Dün Iğdır’da şehit düşen polislerden Fehmi Şahin, bir süre önceye kadar sizin koruma ekibinizdeymiş... Sorum çok basit Abdullah Bey:
Fehmi’nin vatandaş olarak sizden alacağı kaldı mı?
Yani; devlete ödemeniz gereken ancak ödemediğiniz para var mı?
Huber’deki masraflar örneğin...
Şehidimizin hatırına bozun suskunluğunuzu:
Dirimizi saymıyorsunuz; bari ölümüzü sayın!
GÜNÜN SORUSU
Soru CHP Milletvekili Muharrem İnce’den, kendi başlattığı “açılım süreci” için, “PKK silah yığınağı yaptı” diye yakınan kişiye:
Sen ne yaptın o arada, bostan korkuluğu muydun? PKK silah yığınağı yaparken sen ayakkabı kutularına dolar mı saklıyordun?
Ağlama; işini yap...
Dün bir haber geçti ajanslar; şehitlerimizin cenazesi Başbakan’ı duygulandırmış ve gözlerinden yaşlar süzülmüş...
Vah ama ne vah!
Siz hiç Mustafa Kemal’in ağladığını duydunuz mu?
İsmet İnönü’nün...
Kazım Karabekir’in...
Fevzi Çakmak’ın gözlerinden yaşlar süzüldüğüne dair iki satır olsun bir yazı okudunuz mu bir yerlerde?
Onlar da ağlamıştır elbet; etten, kemiktendi hepsi...
Ama bunu kameralar karşısında “şov olsun, seçimde oy gelsin” diye yapmadılar.
Barut kokan, kan kokan, ölüm kokan savaş meydanlarında girdiler kıldan çadırlarını, çektiler üstlerine Mehmetçik kokan battaniyelerini, kimselere göstermeden ağladılar!
Askerlerinin arasına döndüklerinde ise kimse onların gözünde tek damla yaş göremedi.

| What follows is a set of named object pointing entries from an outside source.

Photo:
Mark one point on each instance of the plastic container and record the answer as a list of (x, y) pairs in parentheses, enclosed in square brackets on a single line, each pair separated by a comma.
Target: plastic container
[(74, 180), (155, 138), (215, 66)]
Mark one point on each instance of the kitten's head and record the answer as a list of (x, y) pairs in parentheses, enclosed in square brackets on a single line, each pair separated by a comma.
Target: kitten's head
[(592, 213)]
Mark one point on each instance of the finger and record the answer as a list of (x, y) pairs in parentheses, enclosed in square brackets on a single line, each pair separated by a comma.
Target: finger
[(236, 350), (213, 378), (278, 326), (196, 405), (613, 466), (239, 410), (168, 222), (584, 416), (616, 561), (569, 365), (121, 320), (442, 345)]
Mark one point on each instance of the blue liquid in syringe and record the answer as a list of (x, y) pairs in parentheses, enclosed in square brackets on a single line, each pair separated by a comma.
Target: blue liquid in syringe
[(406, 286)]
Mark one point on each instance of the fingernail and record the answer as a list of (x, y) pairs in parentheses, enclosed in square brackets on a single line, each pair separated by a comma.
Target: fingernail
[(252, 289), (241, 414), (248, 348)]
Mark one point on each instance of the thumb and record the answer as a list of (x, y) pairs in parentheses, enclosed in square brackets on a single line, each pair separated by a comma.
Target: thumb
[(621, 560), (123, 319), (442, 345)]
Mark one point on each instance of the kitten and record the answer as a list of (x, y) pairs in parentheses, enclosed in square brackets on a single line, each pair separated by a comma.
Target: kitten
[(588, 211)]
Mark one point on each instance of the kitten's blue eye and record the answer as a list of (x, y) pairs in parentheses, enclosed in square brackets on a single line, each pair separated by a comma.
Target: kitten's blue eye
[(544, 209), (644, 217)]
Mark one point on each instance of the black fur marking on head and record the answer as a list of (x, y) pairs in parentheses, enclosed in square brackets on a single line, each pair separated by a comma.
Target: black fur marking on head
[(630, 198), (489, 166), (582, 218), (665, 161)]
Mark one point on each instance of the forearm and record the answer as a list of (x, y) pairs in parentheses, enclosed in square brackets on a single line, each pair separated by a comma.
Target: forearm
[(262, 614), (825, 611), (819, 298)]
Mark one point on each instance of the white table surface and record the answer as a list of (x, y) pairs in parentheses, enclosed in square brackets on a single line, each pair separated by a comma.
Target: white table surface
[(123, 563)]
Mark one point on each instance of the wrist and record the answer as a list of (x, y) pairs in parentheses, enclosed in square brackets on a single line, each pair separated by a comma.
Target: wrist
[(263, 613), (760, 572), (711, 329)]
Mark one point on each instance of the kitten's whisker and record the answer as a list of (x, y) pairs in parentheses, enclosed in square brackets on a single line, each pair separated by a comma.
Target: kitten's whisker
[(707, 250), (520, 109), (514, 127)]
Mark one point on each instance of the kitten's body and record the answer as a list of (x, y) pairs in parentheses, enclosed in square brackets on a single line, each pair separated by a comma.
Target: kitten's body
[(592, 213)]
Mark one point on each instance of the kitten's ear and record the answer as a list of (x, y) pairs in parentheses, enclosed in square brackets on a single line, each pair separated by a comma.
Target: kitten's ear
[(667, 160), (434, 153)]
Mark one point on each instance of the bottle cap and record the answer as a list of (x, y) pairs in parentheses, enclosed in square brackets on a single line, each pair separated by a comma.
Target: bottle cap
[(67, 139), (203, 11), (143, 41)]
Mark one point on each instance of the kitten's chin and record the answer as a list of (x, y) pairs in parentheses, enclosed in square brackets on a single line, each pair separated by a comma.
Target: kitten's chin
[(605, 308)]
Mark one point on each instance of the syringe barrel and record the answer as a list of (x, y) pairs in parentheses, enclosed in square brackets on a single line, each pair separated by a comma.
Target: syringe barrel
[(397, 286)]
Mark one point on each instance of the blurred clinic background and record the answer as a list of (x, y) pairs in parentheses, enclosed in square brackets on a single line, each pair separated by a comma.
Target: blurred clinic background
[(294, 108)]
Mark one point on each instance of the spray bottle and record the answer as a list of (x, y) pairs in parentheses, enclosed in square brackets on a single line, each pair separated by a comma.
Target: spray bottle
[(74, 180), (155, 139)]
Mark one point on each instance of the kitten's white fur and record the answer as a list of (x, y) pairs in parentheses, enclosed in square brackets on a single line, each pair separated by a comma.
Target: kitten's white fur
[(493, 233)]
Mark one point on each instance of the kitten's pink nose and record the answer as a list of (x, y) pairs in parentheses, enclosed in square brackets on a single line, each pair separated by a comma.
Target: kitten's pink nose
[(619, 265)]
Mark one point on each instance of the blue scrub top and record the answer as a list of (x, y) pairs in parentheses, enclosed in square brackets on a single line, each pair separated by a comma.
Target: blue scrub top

Şimdikiler ise; kendi ilan ettikleri “açılım” yüzünden yitip giden canlar için hiçbir şey yapmıyorlar...
Tek yaptıkları şey, ağlamak!
Madem o kadar duygusaldın; ne işin vardı Pazar akşamı futbol maçında Ahmet Bey?
***
Sizi bilmem ama... Ben zerre kadar inanmıyorum o yaşların gerçek olduğuna...
Nedense timsahlar geliyor aklıma!
GÜNÜN İSYANI
Kayseri’de bazı ülkücüler ve Alperen Ocakları’na üye gençler Güneydoğu’ya giden otobüsleri taşlamış... İsyanım onlara:
Aklınızı başınıza alın; bizim bin yıllık kardeşliğimize zarar vermeyin. Gücünüz yetiyorsa dağa çıkıp PKK’lı terörist kovalayın!